Linus Pauling sent copies of the massive petition to President Dwight Eisenhower and United Nations Secretary General Dag Hammarskjold, but initially received little support from either the federal government or the UN. Congressional hearings on nuclear fallout held contemporary to the petition did not yield sufficient evidence to stop the United States’ testing program, leaving the community of activists to continue their fight.
Time magazine cover, February 2, 1970.
Barry Commoner was a vocal proponent of the widespread dissemination of scientific information to the public. He believed that as many people as possible should be involved in the dialogue over moral decisions, such as the hazards of fallout and the political necessity of nuclear bomb testing. In a speech given at a symposium of the American Association for the Advancement of Science (AAAS) Committee on the Social Impacts of Science, held in Indianapolis on December 29, 1957, Commoner advocated for continued research on nuclear testing and for open communication about this research.
What appears to trouble the public is not that political opponents have disagreed on the nuclear test issue, but that the opinions of scientists have been marshaled on both sides of the debate. This appears to violate science’s traditional devotion to objectively discernible truth…In this situation the available facts are often not sufficient conclusively to support or contradict a given explanatory idea, and therefore opposing ideas will for the time flourish together…The remedy is apparent if not easy: more research…What we call a scientific truth emerges from the scientists’ insistence on free publication of their own observations. This permits the rest of the scientific community to check the data and evaluate the interpretations so that eventually a commonly held body of facts and ideas come into being…The development of a scientific truth is a direct outcome of the degree of communication which normally exists in science…The public must be given enough information about the need for testing and the hazards of fallout to permit every citizen to decide for himself whether nuclear tests should go on or be stopped…scientists must take pains to disclaim any special moral wisdom on this matter [because]…a public informed on this issue is the only true source of moral wisdom that must determine our nation’s policy on the testing – and the ultimate use of – nuclear weapons.

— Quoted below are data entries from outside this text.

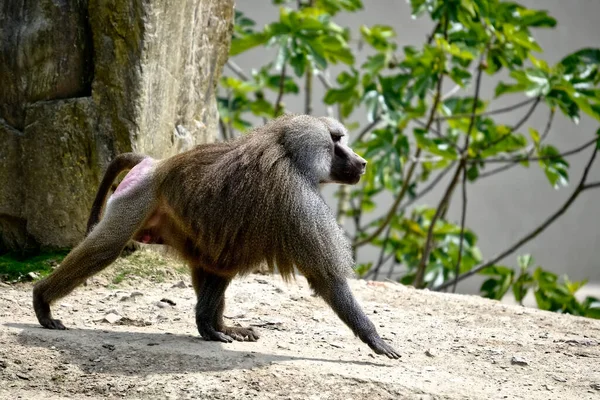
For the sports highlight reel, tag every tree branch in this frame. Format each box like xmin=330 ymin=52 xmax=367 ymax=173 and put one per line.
xmin=435 ymin=98 xmax=538 ymax=122
xmin=226 ymin=60 xmax=250 ymax=81
xmin=481 ymin=97 xmax=540 ymax=150
xmin=398 ymin=161 xmax=457 ymax=213
xmin=413 ymin=118 xmax=445 ymax=137
xmin=413 ymin=161 xmax=464 ymax=287
xmin=476 ymin=136 xmax=598 ymax=164
xmin=434 ymin=146 xmax=599 ymax=291
xmin=584 ymin=181 xmax=600 ymax=189
xmin=452 ymin=166 xmax=468 ymax=293
xmin=478 ymin=109 xmax=555 ymax=178
xmin=427 ymin=22 xmax=441 ymax=45
xmin=364 ymin=225 xmax=393 ymax=281
xmin=414 ymin=50 xmax=485 ymax=288
xmin=305 ymin=67 xmax=313 ymax=115
xmin=362 ymin=161 xmax=456 ymax=280
xmin=353 ymin=68 xmax=445 ymax=248
xmin=219 ymin=117 xmax=230 ymax=141
xmin=354 ymin=117 xmax=382 ymax=144
xmin=273 ymin=64 xmax=287 ymax=116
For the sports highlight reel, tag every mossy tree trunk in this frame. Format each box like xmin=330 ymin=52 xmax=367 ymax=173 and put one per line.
xmin=0 ymin=0 xmax=234 ymax=252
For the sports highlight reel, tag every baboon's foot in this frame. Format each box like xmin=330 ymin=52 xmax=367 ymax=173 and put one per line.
xmin=197 ymin=323 xmax=259 ymax=343
xmin=222 ymin=326 xmax=259 ymax=342
xmin=39 ymin=317 xmax=67 ymax=330
xmin=197 ymin=323 xmax=234 ymax=343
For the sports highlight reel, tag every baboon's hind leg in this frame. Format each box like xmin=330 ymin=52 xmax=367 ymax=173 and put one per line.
xmin=192 ymin=268 xmax=259 ymax=343
xmin=33 ymin=185 xmax=156 ymax=330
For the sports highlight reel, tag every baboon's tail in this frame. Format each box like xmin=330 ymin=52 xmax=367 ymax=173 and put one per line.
xmin=86 ymin=153 xmax=148 ymax=235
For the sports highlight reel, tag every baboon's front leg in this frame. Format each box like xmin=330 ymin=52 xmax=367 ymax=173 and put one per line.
xmin=305 ymin=274 xmax=401 ymax=359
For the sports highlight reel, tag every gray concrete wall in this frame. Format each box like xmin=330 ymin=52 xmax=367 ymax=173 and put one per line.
xmin=230 ymin=0 xmax=600 ymax=295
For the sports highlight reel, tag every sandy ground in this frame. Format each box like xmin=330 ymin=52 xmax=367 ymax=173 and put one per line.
xmin=1 ymin=252 xmax=599 ymax=399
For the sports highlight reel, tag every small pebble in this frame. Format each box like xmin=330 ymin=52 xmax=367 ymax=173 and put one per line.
xmin=510 ymin=356 xmax=529 ymax=366
xmin=425 ymin=348 xmax=437 ymax=358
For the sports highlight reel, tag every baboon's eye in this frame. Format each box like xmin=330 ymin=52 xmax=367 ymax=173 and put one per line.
xmin=330 ymin=128 xmax=343 ymax=143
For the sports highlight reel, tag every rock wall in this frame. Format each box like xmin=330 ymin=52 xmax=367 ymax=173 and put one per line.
xmin=0 ymin=0 xmax=234 ymax=251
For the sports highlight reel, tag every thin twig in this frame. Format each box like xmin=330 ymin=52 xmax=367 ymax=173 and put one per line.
xmin=539 ymin=108 xmax=555 ymax=143
xmin=354 ymin=117 xmax=382 ymax=144
xmin=398 ymin=161 xmax=457 ymax=213
xmin=481 ymin=97 xmax=540 ymax=150
xmin=427 ymin=22 xmax=441 ymax=45
xmin=435 ymin=98 xmax=538 ymax=121
xmin=219 ymin=118 xmax=229 ymax=141
xmin=478 ymin=109 xmax=555 ymax=178
xmin=273 ymin=64 xmax=287 ymax=116
xmin=385 ymin=253 xmax=397 ymax=279
xmin=452 ymin=166 xmax=468 ymax=293
xmin=434 ymin=146 xmax=599 ymax=291
xmin=476 ymin=136 xmax=598 ymax=163
xmin=584 ymin=181 xmax=600 ymax=189
xmin=317 ymin=71 xmax=332 ymax=89
xmin=305 ymin=67 xmax=313 ymax=115
xmin=227 ymin=92 xmax=234 ymax=138
xmin=413 ymin=119 xmax=444 ymax=137
xmin=364 ymin=225 xmax=394 ymax=280
xmin=336 ymin=184 xmax=352 ymax=225
xmin=476 ymin=161 xmax=515 ymax=179
xmin=226 ymin=60 xmax=249 ymax=81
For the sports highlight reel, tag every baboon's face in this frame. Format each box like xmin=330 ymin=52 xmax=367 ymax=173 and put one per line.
xmin=321 ymin=118 xmax=367 ymax=185
xmin=282 ymin=115 xmax=367 ymax=185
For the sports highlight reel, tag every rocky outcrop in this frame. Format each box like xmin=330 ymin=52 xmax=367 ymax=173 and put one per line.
xmin=0 ymin=0 xmax=234 ymax=251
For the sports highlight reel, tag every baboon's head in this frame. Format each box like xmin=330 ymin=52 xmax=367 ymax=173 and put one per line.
xmin=281 ymin=115 xmax=367 ymax=185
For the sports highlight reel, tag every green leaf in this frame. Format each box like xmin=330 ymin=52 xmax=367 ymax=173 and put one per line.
xmin=274 ymin=36 xmax=292 ymax=70
xmin=560 ymin=48 xmax=600 ymax=73
xmin=413 ymin=128 xmax=459 ymax=159
xmin=495 ymin=81 xmax=526 ymax=98
xmin=449 ymin=67 xmax=472 ymax=87
xmin=479 ymin=265 xmax=514 ymax=300
xmin=524 ymin=69 xmax=551 ymax=96
xmin=518 ymin=8 xmax=557 ymax=28
xmin=504 ymin=25 xmax=542 ymax=53
xmin=466 ymin=164 xmax=479 ymax=181
xmin=315 ymin=0 xmax=364 ymax=15
xmin=266 ymin=75 xmax=299 ymax=94
xmin=537 ymin=145 xmax=570 ymax=189
xmin=362 ymin=54 xmax=387 ymax=77
xmin=518 ymin=254 xmax=534 ymax=270
xmin=528 ymin=128 xmax=540 ymax=145
xmin=360 ymin=24 xmax=397 ymax=52
xmin=230 ymin=33 xmax=272 ymax=56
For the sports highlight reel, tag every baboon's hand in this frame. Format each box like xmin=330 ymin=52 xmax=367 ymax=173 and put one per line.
xmin=367 ymin=337 xmax=401 ymax=359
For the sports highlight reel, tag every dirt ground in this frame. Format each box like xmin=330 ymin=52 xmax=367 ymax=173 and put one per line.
xmin=1 ymin=251 xmax=599 ymax=399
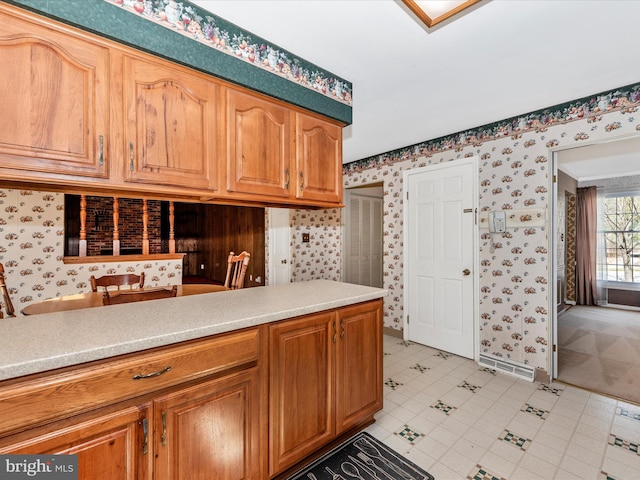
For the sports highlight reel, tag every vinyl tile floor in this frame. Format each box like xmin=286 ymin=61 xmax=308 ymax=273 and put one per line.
xmin=363 ymin=336 xmax=640 ymax=480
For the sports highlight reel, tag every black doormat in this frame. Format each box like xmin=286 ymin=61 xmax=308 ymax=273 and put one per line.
xmin=287 ymin=431 xmax=434 ymax=480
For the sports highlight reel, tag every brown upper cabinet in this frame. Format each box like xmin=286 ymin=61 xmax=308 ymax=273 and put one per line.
xmin=0 ymin=8 xmax=109 ymax=179
xmin=295 ymin=112 xmax=343 ymax=204
xmin=225 ymin=88 xmax=292 ymax=199
xmin=123 ymin=54 xmax=218 ymax=191
xmin=0 ymin=4 xmax=344 ymax=208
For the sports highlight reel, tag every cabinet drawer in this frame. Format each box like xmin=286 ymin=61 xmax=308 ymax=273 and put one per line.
xmin=0 ymin=328 xmax=259 ymax=436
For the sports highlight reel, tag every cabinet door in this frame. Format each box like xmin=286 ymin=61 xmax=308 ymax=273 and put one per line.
xmin=0 ymin=404 xmax=151 ymax=480
xmin=269 ymin=312 xmax=335 ymax=476
xmin=0 ymin=8 xmax=109 ymax=178
xmin=295 ymin=113 xmax=343 ymax=204
xmin=154 ymin=368 xmax=262 ymax=480
xmin=335 ymin=300 xmax=383 ymax=433
xmin=123 ymin=55 xmax=217 ymax=190
xmin=226 ymin=89 xmax=292 ymax=198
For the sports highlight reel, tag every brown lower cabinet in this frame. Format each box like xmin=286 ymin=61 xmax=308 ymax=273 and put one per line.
xmin=0 ymin=299 xmax=382 ymax=479
xmin=269 ymin=300 xmax=382 ymax=476
xmin=0 ymin=404 xmax=151 ymax=479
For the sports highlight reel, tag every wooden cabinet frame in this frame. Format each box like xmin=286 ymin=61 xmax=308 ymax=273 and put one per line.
xmin=0 ymin=3 xmax=344 ymax=208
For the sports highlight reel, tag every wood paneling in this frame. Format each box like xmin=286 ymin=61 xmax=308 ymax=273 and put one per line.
xmin=175 ymin=203 xmax=265 ymax=287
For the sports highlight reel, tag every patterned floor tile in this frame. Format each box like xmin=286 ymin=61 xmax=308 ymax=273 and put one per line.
xmin=537 ymin=384 xmax=563 ymax=396
xmin=615 ymin=407 xmax=640 ymax=421
xmin=608 ymin=433 xmax=639 ymax=454
xmin=385 ymin=378 xmax=403 ymax=390
xmin=410 ymin=363 xmax=430 ymax=373
xmin=521 ymin=403 xmax=550 ymax=420
xmin=599 ymin=471 xmax=618 ymax=480
xmin=467 ymin=464 xmax=506 ymax=480
xmin=431 ymin=400 xmax=457 ymax=415
xmin=499 ymin=429 xmax=532 ymax=451
xmin=459 ymin=380 xmax=482 ymax=393
xmin=394 ymin=424 xmax=425 ymax=444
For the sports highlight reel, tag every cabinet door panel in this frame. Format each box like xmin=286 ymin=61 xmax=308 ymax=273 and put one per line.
xmin=296 ymin=113 xmax=342 ymax=203
xmin=226 ymin=89 xmax=292 ymax=198
xmin=0 ymin=405 xmax=150 ymax=480
xmin=269 ymin=312 xmax=334 ymax=475
xmin=335 ymin=300 xmax=383 ymax=433
xmin=154 ymin=368 xmax=261 ymax=480
xmin=0 ymin=12 xmax=108 ymax=177
xmin=124 ymin=55 xmax=216 ymax=189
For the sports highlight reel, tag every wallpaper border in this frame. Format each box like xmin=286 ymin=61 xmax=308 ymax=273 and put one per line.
xmin=6 ymin=0 xmax=352 ymax=125
xmin=345 ymin=82 xmax=640 ymax=172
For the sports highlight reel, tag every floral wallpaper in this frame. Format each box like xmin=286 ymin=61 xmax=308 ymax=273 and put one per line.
xmin=291 ymin=209 xmax=341 ymax=283
xmin=0 ymin=189 xmax=182 ymax=316
xmin=103 ymin=0 xmax=353 ymax=106
xmin=299 ymin=82 xmax=640 ymax=375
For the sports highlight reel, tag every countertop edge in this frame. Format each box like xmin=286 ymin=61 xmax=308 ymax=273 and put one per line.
xmin=0 ymin=280 xmax=387 ymax=381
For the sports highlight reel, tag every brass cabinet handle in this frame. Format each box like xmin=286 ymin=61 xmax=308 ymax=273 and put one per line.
xmin=299 ymin=172 xmax=304 ymax=190
xmin=161 ymin=411 xmax=167 ymax=446
xmin=340 ymin=318 xmax=345 ymax=339
xmin=129 ymin=142 xmax=135 ymax=171
xmin=98 ymin=135 xmax=104 ymax=166
xmin=285 ymin=168 xmax=290 ymax=190
xmin=332 ymin=320 xmax=336 ymax=344
xmin=132 ymin=366 xmax=172 ymax=380
xmin=463 ymin=269 xmax=471 ymax=276
xmin=141 ymin=418 xmax=148 ymax=455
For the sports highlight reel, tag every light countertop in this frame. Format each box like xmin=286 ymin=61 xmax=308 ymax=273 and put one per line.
xmin=0 ymin=280 xmax=386 ymax=381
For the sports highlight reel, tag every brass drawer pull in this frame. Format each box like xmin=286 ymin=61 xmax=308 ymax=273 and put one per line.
xmin=161 ymin=411 xmax=167 ymax=446
xmin=141 ymin=418 xmax=148 ymax=455
xmin=132 ymin=366 xmax=172 ymax=380
xmin=98 ymin=135 xmax=104 ymax=166
xmin=129 ymin=142 xmax=135 ymax=171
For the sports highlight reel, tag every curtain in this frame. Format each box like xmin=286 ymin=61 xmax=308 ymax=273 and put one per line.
xmin=576 ymin=186 xmax=599 ymax=305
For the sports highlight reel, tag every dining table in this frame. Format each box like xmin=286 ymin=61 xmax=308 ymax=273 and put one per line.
xmin=21 ymin=284 xmax=229 ymax=316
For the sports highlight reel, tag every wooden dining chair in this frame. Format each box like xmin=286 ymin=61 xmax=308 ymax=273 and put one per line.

In February 1958, Commoner began to organize The Citizen’s Committee for Atomic Information to educate the people of St. Louis about the realities of radioactive fallout. This committee, along with two St. Louis area dental schools, went on to conduct the Baby Tooth Survey, which investigated the concentrations of Strontium-90 found in the human body as a result of nuclear fallout. This philosophy of promoting grassroots direct democracy would guide Commoner’s environmental efforts for the rest of his life.
Although the United Nations Bomb Test Petition did not affect immediate policy change, it did yield important lasting effects. In 1963, Linus Pauling won the Nobel Peace Prize for his nuclear test ban petition efforts. The prize came in the wake of the Partial Nuclear Test Ban Treaty, which prohibited above-ground nuclear explosions and was signed to by the governments of the U.S., U.K. and U.S.S.R. This treaty was influenced both by the bomb test petition and by the Baby Tooth Survey.
Barry Commoner spent the rest of his life advocating for social justice in many areas, including environmental pollution, war, and racial and sexual inequality – all of which he believed were interconnected issues. He wrote five books about the intersection of environmental causes and social politics and ran for U.S. President as the head of his own Citizen’s Party in 1980, receiving 234,000 votes. Commoner advocated a prevention-based approach to environmental sustainability that never fully caught on politically in the U.S., but which a growing number now believe may be a key to solving many of the economic and environmental problems that we face today.